When readmitted on 17th August 1885 (no. 450), again with mania, the Medical Certificates read: 1. An excited manner and a rambling incoherent conversation, accompanied with some delusions, eg that "Mrs Douglas Pennant" presided at an Ebony Room somewhere to entertain visitors to the Asylum with wine etc and others equally ridiculous.*
I was informed by her brother Owen Jones Esq. that she suspects her food poisoned and will not partake of tea or coffee etc on that account. She is also very irritable in temper. William Evans, Llanerchymedd, Anglesey. 2. Incoherent manner of speech. Stating that during her previous stay at the Asylum she helped at various operations and had frequently amputated limbs etc. Leaving house unawares to family and visiting church at early hours, being a constant attendant at chapel. States that Lord Penrhyn was not a fit person to be on the Asylum Committee.
Mr Owen Jones has been the informant. John Griffith Roberts, Amlwch.
Mary’s next admission was 19th October 1888 (no. 487) when the Medical Certificates read:
Wanders in her speech, talks nonsense. Sleeplessness.
She thinks that there is a skeleton inside her stomach. (ii). She swears, at times will not take food being under the impression that it is poisoned.
Ran away from home not fully dressed.
Facts communicated to me by Mr. Owen Jones, Amlwch. Griffith Gryffydh Jones, Amlwch.
2. (i) Talking quite incoherently upon most subjects of conversation; among other matters she said the Bishop of Denbigh was expected to preach the Harvest thanksgiving sermon, and that she attempted to attend the service partly undressed.
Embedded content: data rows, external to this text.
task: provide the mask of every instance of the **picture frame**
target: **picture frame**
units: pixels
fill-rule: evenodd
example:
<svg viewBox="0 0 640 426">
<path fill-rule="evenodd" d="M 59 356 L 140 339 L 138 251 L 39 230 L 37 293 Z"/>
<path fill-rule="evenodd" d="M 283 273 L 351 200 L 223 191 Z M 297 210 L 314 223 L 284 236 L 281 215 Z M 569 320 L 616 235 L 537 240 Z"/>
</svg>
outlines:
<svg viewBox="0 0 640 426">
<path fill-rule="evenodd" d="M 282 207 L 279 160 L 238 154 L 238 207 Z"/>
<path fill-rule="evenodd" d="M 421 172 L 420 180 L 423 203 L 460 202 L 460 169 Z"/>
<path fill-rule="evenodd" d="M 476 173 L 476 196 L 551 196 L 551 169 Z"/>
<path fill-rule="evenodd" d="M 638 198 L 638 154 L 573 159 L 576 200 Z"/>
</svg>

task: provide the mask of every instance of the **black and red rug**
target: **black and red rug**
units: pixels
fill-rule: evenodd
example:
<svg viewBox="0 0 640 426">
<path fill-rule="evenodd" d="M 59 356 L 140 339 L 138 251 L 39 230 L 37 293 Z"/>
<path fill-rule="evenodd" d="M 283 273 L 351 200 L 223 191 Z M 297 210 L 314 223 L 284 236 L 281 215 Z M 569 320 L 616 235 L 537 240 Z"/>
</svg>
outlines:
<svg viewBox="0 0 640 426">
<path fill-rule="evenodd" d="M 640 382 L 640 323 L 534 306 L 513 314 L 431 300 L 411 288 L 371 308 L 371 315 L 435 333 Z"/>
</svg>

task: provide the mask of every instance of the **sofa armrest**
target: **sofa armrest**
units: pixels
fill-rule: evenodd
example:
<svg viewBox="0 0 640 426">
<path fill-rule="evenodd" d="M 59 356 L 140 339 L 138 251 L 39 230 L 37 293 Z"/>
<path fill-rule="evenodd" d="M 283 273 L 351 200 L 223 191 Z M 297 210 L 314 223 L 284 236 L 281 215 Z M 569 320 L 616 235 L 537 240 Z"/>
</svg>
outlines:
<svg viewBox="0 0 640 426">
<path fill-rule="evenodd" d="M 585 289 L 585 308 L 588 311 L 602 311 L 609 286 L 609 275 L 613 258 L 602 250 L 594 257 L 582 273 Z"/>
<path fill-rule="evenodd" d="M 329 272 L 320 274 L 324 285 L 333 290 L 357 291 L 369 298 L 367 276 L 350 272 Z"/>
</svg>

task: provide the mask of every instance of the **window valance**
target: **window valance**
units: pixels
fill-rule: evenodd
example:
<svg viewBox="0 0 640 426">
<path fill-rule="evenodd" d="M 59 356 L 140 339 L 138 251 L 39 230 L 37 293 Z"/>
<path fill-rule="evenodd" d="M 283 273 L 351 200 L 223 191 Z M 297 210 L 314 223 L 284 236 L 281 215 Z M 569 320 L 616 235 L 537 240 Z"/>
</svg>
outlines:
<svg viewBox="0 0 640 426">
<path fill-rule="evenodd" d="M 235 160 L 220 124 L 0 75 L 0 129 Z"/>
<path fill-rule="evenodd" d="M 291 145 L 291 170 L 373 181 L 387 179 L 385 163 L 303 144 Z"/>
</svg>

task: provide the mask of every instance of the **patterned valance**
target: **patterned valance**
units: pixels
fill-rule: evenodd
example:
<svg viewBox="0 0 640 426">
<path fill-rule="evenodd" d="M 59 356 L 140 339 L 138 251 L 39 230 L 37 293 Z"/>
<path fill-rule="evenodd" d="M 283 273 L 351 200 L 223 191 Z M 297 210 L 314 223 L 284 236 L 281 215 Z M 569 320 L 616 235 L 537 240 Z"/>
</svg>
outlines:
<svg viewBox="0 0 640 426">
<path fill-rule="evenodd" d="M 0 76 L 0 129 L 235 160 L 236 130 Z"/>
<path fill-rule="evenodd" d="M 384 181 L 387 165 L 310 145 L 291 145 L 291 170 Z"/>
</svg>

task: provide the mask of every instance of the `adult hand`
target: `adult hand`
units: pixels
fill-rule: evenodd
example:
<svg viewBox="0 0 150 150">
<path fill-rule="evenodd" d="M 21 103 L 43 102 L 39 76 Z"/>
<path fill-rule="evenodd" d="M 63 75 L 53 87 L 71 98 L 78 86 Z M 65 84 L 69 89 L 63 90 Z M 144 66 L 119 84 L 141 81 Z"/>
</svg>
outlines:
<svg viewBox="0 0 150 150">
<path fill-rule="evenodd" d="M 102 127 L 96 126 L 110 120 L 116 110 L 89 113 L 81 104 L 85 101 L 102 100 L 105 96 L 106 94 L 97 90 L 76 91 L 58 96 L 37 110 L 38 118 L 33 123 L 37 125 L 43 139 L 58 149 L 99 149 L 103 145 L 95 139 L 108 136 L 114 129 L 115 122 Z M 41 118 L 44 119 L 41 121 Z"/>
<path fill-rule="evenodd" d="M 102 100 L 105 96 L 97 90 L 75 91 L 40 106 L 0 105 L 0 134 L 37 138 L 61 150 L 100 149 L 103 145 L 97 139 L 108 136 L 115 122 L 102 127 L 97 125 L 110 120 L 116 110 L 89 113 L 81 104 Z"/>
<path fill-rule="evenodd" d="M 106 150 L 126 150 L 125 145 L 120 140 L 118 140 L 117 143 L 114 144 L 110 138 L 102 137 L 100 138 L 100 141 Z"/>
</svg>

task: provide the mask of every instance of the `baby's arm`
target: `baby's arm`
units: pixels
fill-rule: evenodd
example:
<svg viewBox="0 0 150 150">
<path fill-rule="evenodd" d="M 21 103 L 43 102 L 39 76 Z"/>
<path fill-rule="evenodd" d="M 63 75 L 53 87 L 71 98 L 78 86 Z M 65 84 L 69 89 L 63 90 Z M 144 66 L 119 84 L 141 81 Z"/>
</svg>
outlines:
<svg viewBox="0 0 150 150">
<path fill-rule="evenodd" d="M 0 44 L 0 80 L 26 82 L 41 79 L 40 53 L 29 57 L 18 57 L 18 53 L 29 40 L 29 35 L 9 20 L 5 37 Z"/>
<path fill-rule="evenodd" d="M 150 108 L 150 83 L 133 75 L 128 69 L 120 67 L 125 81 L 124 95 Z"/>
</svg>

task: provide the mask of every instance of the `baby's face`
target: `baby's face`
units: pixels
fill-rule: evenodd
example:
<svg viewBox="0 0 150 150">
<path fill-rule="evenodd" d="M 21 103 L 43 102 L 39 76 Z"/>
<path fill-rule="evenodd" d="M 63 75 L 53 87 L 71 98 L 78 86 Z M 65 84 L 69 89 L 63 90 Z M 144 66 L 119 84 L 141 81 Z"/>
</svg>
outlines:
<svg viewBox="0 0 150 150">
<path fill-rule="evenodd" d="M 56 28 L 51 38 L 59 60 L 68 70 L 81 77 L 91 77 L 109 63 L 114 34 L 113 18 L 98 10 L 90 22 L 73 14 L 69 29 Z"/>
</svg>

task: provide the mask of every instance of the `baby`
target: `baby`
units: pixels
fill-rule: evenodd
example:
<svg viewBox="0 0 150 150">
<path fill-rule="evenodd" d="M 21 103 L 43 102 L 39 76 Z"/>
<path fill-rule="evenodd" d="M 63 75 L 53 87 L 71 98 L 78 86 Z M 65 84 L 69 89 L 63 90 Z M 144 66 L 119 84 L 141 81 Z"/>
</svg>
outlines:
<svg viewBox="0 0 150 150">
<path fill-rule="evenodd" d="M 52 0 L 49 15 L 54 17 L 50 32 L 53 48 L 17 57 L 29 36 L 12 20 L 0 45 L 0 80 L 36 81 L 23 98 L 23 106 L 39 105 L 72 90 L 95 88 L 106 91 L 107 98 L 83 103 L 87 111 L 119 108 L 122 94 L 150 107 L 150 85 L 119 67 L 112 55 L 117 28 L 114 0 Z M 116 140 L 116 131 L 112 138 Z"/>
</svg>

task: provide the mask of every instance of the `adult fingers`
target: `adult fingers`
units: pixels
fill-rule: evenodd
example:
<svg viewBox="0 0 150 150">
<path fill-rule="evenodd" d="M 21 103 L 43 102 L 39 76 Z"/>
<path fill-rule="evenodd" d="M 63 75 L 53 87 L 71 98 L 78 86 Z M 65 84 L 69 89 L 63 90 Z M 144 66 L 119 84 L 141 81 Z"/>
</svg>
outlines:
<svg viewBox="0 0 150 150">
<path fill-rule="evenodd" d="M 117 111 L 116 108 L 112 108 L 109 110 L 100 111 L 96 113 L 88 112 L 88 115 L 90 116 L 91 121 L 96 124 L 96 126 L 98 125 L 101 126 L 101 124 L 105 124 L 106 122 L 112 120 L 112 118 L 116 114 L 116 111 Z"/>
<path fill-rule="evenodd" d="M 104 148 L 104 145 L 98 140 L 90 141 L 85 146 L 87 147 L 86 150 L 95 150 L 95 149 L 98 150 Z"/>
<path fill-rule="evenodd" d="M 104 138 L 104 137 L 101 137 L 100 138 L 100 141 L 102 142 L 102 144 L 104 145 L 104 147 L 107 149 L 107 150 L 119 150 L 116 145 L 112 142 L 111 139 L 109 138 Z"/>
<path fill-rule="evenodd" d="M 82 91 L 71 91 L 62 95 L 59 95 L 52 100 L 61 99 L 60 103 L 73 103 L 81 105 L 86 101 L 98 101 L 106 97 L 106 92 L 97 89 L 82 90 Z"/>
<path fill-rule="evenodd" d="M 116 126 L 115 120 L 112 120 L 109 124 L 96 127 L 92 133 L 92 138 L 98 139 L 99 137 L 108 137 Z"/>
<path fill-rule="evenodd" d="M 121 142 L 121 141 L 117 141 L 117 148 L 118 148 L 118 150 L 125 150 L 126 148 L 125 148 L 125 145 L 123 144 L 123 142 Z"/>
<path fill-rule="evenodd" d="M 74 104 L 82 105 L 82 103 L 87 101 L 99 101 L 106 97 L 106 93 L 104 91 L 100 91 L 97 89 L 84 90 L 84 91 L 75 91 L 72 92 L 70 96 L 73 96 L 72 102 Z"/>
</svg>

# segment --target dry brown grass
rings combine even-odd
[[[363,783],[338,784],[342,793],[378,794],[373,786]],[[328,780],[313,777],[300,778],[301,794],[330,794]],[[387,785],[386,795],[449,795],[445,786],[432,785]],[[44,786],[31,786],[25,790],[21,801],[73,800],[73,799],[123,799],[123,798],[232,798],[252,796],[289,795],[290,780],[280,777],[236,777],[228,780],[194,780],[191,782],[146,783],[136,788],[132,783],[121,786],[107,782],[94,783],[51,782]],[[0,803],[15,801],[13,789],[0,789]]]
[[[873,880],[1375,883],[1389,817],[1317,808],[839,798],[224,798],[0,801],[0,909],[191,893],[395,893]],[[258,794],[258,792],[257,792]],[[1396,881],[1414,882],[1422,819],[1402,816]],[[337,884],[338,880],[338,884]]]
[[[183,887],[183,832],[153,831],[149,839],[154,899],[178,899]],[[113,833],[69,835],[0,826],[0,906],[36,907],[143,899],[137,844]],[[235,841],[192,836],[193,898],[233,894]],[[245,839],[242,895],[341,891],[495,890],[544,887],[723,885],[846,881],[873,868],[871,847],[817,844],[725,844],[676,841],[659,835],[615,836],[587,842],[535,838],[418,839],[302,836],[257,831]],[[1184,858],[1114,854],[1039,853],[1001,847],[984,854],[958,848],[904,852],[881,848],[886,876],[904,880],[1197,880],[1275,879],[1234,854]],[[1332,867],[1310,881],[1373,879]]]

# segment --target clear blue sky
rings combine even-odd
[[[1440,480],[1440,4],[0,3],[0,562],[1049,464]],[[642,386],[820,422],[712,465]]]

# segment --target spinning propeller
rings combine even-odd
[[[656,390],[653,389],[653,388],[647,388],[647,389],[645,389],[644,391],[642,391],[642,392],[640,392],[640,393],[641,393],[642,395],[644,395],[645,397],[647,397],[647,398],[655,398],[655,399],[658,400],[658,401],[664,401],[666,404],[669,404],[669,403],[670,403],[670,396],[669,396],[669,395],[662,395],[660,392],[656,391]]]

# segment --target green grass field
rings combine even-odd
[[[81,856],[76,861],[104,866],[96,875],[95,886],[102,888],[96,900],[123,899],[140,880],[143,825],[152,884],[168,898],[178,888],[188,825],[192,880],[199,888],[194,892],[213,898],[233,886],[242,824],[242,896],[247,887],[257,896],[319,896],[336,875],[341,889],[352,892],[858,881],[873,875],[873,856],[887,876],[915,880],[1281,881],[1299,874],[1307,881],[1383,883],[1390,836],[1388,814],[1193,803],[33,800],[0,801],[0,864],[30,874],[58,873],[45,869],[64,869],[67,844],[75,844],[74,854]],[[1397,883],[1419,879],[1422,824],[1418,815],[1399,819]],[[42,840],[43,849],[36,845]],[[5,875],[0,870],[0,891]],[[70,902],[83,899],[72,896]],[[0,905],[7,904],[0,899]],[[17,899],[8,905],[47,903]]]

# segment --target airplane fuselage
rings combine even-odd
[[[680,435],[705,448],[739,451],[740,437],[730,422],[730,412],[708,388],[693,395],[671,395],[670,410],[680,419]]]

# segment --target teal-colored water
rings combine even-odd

Be advised, she says, that that was the proper way to go there etc. (ii) Her brother, Mr. E. Morgan Jones, informs me that she left home a few days back only partly clothed and when brought back, she said she intended walking to Denbigh.
Her brother, Mr. O. E. Jones, says she fancies her food is poisoned.
William Evans, Llanerchymedd.
Diagnosed with mania she was discharged recovered on 7th February 1889.
11th August 1912 (no. 799).
Medical Certificates read:
1. (i) Inability to speak coherently on any subject. Laughing incessantly without cause. Vacant look. (ii) Tears her clothes in bed. Gets up and breaks panes in the window. Has done several times. Has lucid intervals but attacks similar to this, though not so severe, are periodical. Previous to 14 years ago, has been an inmate of Asylum for several periods of time. This information given by Mary Williams, maid in service at Pwllyrolwyn, Mona St, Amlwch.
Signed R. E. Roberts, Bootle, Lancs. Diagnosed with recurrent mania, Mary died in care on 9th June 1916 from ‘senility’ and bronchitis.
*The Ebony Room mentioned in Mary Catherine Jones’s 1885 reception order refers to a room in Penrhyn Castle, a National Trust property just outside Bangor. The mock-Norman castle was built by the Pennant family in the 19th century from the fortune they had made from the slate quarries at nearby Bethesda.
Mary was always admitted to Denbigh as a private patient, her brother a tobacco merchant, so it may be assumed her family had substantial means. It is not impossible that she visited the Pennants.